Negotiations – Rejected Sci-Fi Short Story

Author’s note:  This short story was submitted to the 365 Tomorrows site.  But was rejected due to the content not meeting the editor’s requirements.  This was a particularly challenging piece, as I had a severe word limit on the submission.  This is the final product of hours of painstaking editing.  Enjoy.

Negotiations

A Science Fiction short for 365 Tomorrows by Dorian Pula

“You are no position to negotiate”. I speak into my headset’s microphone. I sit alone in the cockpit of my long-range starfighter, the Retribution. Outside the canopy, reflected sunlight from the cold red Martian desert below blots out the distant stars. My small fleet of the Retribution and a few Hunter drones drift in high orbit over the United Sons of Mars occupied colony of Mariner’s Retreat. The starfighter’s control console acts as an interactive map showing tactical data and sending commands to my assault force on the surface.

 

A video feed from a Griffin heavy assault walker drone on the surface floats on the HUD, hiding the view outside. The delegation of USM minister-experts and Black Guardsmen soldiers on-screen stare at the imposing four meter tall six-legged Griffin. My voice thunders from the drone, rings through the ruined USM bunker, and echoes off the twisted steel, broken concrete and shattered glass. The soldiers form a circle around the Griffin, pointing plasma rifles and rocket launchers at the drone. I smirk at their vain efforts.

 

Their efforts could not stop a few drones breaking through their defenses. Nor could they stop their subverted factories from manufacturing ever larger swarms of drones. Now their fortified positions fall as endless waves of drones crawl over the burnt shells of their predecessors and overwhelm the enemy with sheer numbers.

 

In the background a series of screams signal the silencing of yet another bunker. Unseen drones pull overwhelmed soldiers out of their entrenched positions and subdue them. I capture the conscripted soldiers rather than kill them. And my drones ignore the panicked civilians. My quarrel is with the USM experts and their Black Guardsmen.

 

Three years ago the USM invaded Mariner’s Retreat promising a scientific utopia based on equality and fairness. I tried to leave Mariner’s Retreat with my fiancee Anna and her parents but the invasion cut us off from the starport. We watched as the last transport full of refugees lifted off under heavy fire. Upon capturing the city the USM experts imposed their “utopia” on us. Black Guardsmen hunted down the resistance, murdered them and dumped their bodies in some remote Martian canyon. Everyone else got conscripted into the army or slave labour in the mines. I slipped out one night with an ancient plasma rifle, spacesuit and a small bar of platinum. Anna stayed behind to care for her aging parents, waiting until I returned with rescue. She later died in the mines, broken by the endless labour before I could save her.

 

I slide three fingers across the console. Three green glowing triangles follow my fingers and stop as I lift my hand before a cluster of red blinking dots. Three Hunters coast over the ruins and stop over the bunker. Their presence cloaked by active camouflage and masked by the chaos of battle.

 

“I will ask again. Do you unconditionally surrender?”, I ask firmly.

 

One of the experts pushes forward, his bearded face red in anger and his body shaking in rage.

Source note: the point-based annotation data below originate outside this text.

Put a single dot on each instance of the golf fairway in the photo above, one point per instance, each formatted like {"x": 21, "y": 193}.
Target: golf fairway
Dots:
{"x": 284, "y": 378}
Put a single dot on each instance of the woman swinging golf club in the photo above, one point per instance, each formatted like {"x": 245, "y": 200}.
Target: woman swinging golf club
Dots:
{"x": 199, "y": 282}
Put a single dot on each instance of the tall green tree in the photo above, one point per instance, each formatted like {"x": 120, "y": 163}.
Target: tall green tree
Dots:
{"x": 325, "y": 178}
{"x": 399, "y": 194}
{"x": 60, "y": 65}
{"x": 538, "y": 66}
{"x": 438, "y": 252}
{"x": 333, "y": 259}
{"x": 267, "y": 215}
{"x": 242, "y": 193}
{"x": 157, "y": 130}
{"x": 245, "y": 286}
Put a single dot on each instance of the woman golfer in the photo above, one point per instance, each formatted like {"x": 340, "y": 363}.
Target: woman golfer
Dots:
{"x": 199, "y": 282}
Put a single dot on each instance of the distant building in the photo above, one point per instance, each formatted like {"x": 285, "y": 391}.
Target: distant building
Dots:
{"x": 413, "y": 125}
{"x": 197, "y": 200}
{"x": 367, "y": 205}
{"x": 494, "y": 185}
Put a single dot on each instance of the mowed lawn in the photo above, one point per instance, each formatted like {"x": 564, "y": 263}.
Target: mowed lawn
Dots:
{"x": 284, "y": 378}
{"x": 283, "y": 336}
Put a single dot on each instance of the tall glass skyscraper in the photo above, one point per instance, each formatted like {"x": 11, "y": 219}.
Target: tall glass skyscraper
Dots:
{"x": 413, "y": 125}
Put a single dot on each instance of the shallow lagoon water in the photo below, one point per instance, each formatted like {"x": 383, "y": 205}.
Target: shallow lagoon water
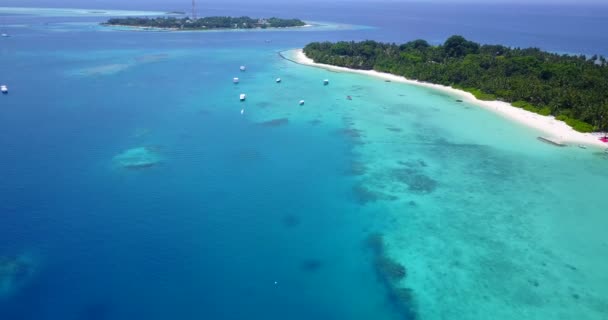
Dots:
{"x": 267, "y": 214}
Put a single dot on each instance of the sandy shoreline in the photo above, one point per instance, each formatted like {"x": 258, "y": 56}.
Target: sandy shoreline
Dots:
{"x": 549, "y": 126}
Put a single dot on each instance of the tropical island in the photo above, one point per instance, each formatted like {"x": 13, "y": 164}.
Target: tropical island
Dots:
{"x": 574, "y": 89}
{"x": 206, "y": 23}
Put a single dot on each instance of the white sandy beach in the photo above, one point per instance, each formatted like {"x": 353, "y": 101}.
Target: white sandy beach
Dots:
{"x": 548, "y": 125}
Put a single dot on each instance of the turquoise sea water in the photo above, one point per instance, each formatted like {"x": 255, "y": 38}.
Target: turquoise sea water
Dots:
{"x": 269, "y": 214}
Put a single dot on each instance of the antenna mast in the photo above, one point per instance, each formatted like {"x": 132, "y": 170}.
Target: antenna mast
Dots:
{"x": 194, "y": 9}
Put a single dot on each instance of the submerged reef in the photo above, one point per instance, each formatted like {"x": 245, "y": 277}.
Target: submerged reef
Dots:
{"x": 138, "y": 158}
{"x": 15, "y": 272}
{"x": 391, "y": 273}
{"x": 274, "y": 122}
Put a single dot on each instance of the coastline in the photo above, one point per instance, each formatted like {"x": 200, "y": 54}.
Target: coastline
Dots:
{"x": 156, "y": 29}
{"x": 552, "y": 128}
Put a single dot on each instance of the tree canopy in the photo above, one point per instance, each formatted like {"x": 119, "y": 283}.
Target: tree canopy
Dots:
{"x": 572, "y": 88}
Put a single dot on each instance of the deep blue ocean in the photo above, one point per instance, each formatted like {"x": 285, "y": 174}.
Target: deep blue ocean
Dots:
{"x": 244, "y": 217}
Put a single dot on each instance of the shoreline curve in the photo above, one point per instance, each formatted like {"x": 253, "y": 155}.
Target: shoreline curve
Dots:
{"x": 555, "y": 130}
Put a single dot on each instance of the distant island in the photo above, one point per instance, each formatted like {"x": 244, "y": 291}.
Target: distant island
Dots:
{"x": 206, "y": 23}
{"x": 572, "y": 88}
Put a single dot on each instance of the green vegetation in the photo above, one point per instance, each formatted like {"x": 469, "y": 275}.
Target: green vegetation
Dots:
{"x": 572, "y": 88}
{"x": 206, "y": 23}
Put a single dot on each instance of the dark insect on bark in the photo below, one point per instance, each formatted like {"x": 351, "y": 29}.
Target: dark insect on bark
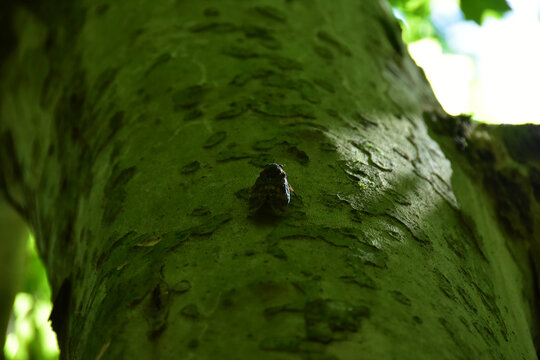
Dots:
{"x": 271, "y": 193}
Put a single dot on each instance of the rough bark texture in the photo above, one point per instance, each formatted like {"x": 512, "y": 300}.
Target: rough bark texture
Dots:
{"x": 131, "y": 133}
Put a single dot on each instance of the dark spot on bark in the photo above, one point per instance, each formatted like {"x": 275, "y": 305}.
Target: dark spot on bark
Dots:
{"x": 325, "y": 85}
{"x": 211, "y": 225}
{"x": 191, "y": 167}
{"x": 231, "y": 113}
{"x": 400, "y": 297}
{"x": 216, "y": 27}
{"x": 285, "y": 63}
{"x": 326, "y": 146}
{"x": 284, "y": 110}
{"x": 211, "y": 12}
{"x": 240, "y": 52}
{"x": 271, "y": 13}
{"x": 215, "y": 139}
{"x": 253, "y": 31}
{"x": 193, "y": 114}
{"x": 201, "y": 211}
{"x": 325, "y": 318}
{"x": 161, "y": 59}
{"x": 323, "y": 52}
{"x": 243, "y": 194}
{"x": 191, "y": 311}
{"x": 102, "y": 9}
{"x": 281, "y": 343}
{"x": 230, "y": 155}
{"x": 512, "y": 203}
{"x": 115, "y": 192}
{"x": 534, "y": 178}
{"x": 188, "y": 97}
{"x": 299, "y": 155}
{"x": 331, "y": 40}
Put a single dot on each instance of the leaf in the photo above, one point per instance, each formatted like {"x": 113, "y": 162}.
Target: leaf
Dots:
{"x": 474, "y": 9}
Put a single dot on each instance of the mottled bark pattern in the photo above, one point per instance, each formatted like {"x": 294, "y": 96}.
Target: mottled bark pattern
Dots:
{"x": 131, "y": 133}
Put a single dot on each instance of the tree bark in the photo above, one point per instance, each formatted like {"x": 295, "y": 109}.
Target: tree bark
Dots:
{"x": 132, "y": 133}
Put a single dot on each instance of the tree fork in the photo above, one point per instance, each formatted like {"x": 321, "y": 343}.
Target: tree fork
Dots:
{"x": 132, "y": 134}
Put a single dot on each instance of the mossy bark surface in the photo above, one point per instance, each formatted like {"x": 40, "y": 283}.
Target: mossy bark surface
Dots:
{"x": 132, "y": 133}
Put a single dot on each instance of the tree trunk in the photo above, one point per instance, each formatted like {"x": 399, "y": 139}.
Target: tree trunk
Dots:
{"x": 132, "y": 133}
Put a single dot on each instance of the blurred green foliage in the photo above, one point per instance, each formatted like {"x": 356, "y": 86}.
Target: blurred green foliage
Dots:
{"x": 419, "y": 25}
{"x": 29, "y": 333}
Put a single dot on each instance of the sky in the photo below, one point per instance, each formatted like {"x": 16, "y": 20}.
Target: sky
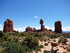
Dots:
{"x": 25, "y": 13}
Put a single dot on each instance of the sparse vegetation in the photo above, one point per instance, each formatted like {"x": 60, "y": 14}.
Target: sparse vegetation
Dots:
{"x": 46, "y": 44}
{"x": 41, "y": 46}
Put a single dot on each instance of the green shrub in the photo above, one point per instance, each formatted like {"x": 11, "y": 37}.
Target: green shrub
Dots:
{"x": 46, "y": 44}
{"x": 54, "y": 36}
{"x": 68, "y": 49}
{"x": 62, "y": 40}
{"x": 1, "y": 34}
{"x": 45, "y": 51}
{"x": 31, "y": 42}
{"x": 41, "y": 46}
{"x": 12, "y": 47}
{"x": 66, "y": 35}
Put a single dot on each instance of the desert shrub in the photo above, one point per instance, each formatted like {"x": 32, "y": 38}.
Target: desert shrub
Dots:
{"x": 46, "y": 44}
{"x": 66, "y": 35}
{"x": 38, "y": 35}
{"x": 45, "y": 51}
{"x": 1, "y": 34}
{"x": 62, "y": 40}
{"x": 45, "y": 40}
{"x": 68, "y": 49}
{"x": 41, "y": 46}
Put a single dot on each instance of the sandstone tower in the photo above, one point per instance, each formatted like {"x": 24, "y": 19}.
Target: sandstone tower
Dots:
{"x": 58, "y": 27}
{"x": 8, "y": 26}
{"x": 42, "y": 26}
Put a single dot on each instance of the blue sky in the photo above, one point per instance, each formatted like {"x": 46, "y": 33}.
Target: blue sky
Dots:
{"x": 28, "y": 13}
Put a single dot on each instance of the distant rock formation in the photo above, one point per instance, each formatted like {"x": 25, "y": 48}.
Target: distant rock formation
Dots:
{"x": 34, "y": 30}
{"x": 42, "y": 26}
{"x": 58, "y": 27}
{"x": 29, "y": 29}
{"x": 8, "y": 26}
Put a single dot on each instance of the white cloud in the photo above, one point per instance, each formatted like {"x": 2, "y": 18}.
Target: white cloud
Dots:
{"x": 0, "y": 25}
{"x": 66, "y": 28}
{"x": 1, "y": 28}
{"x": 36, "y": 17}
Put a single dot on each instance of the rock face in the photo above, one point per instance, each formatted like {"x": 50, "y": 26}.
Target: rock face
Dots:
{"x": 8, "y": 26}
{"x": 28, "y": 29}
{"x": 58, "y": 27}
{"x": 34, "y": 29}
{"x": 42, "y": 26}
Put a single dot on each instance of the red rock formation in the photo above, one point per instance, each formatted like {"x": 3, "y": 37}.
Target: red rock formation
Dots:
{"x": 58, "y": 27}
{"x": 54, "y": 44}
{"x": 8, "y": 26}
{"x": 28, "y": 29}
{"x": 42, "y": 26}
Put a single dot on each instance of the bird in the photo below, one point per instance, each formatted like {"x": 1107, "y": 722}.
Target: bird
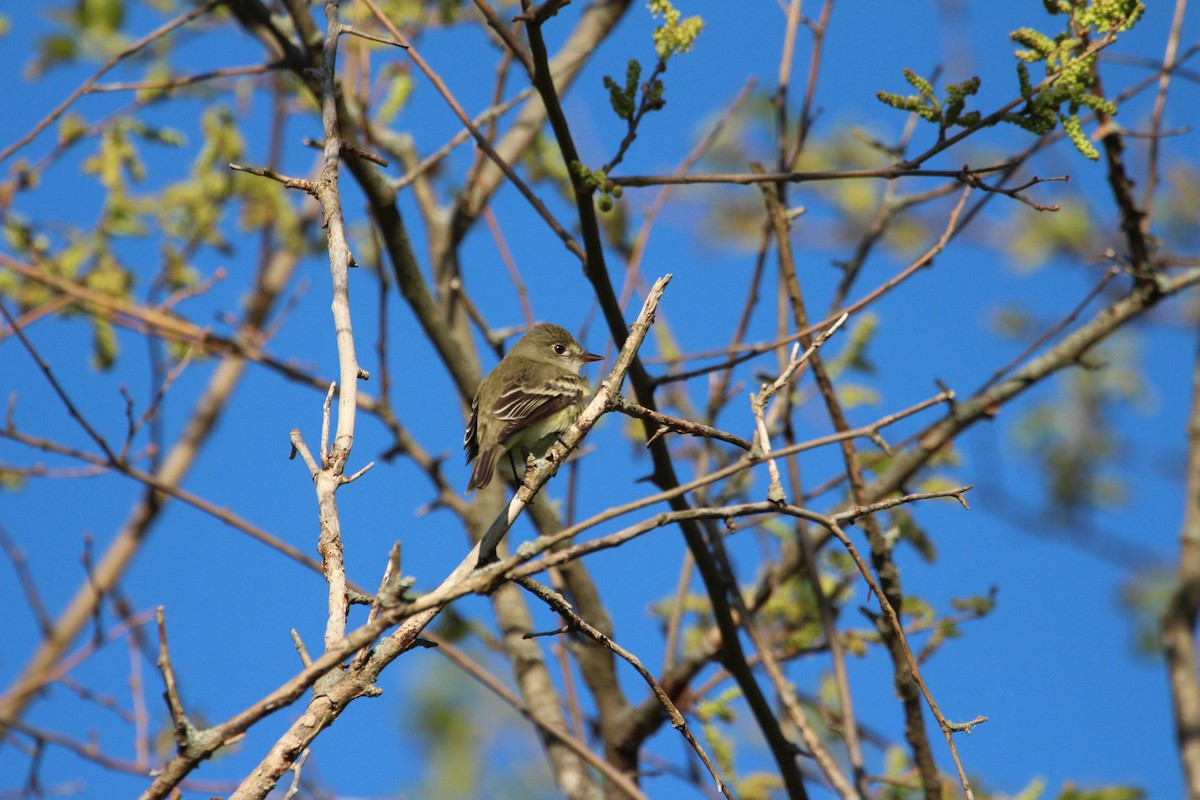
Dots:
{"x": 531, "y": 398}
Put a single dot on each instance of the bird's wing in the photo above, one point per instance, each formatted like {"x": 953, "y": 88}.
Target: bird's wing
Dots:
{"x": 525, "y": 403}
{"x": 471, "y": 438}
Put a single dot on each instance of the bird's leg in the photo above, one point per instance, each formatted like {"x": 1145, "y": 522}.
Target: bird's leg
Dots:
{"x": 514, "y": 465}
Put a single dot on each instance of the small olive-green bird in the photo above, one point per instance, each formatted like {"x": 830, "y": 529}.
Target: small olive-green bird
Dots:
{"x": 532, "y": 396}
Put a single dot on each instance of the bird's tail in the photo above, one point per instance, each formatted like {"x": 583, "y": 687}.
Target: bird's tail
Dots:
{"x": 481, "y": 473}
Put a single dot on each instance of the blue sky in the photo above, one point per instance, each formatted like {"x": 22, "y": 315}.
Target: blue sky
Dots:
{"x": 1054, "y": 667}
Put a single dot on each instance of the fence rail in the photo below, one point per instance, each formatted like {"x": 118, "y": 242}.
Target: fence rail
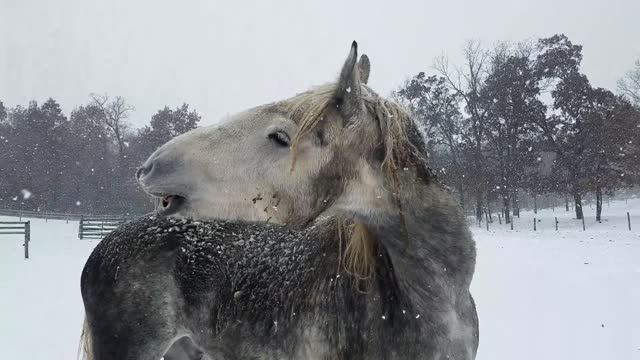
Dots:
{"x": 49, "y": 215}
{"x": 18, "y": 228}
{"x": 98, "y": 227}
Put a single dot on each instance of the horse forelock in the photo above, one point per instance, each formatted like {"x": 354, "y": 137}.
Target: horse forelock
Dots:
{"x": 402, "y": 146}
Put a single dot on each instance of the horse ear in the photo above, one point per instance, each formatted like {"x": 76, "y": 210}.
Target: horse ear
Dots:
{"x": 348, "y": 90}
{"x": 364, "y": 65}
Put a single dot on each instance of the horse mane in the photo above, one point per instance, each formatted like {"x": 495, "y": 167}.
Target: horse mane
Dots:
{"x": 403, "y": 147}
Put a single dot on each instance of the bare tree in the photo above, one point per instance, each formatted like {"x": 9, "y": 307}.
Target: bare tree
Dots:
{"x": 467, "y": 82}
{"x": 629, "y": 85}
{"x": 115, "y": 112}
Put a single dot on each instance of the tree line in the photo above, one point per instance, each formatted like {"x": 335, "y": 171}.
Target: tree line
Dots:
{"x": 510, "y": 121}
{"x": 521, "y": 119}
{"x": 83, "y": 163}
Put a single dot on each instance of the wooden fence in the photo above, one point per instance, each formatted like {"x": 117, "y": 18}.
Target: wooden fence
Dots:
{"x": 18, "y": 228}
{"x": 98, "y": 227}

I recognize him as the Minister of Labour who sentenced hundreds to death in the mines. The expert roars, “The United Sons of Mars will never surrender to a mercenary scumbag!”

 

“This is your last chance. Do you surrender?”

 

“NEVER!”

 

A single tap commands the Hunter drones to launch their missiles at the target. The screen turns to static as the explosion rips apart the bunker and everything inside. The sporadic pop of rifle fire becomes less and less frequent. A few moments later a dead silence falls over Mariner’s Retreat.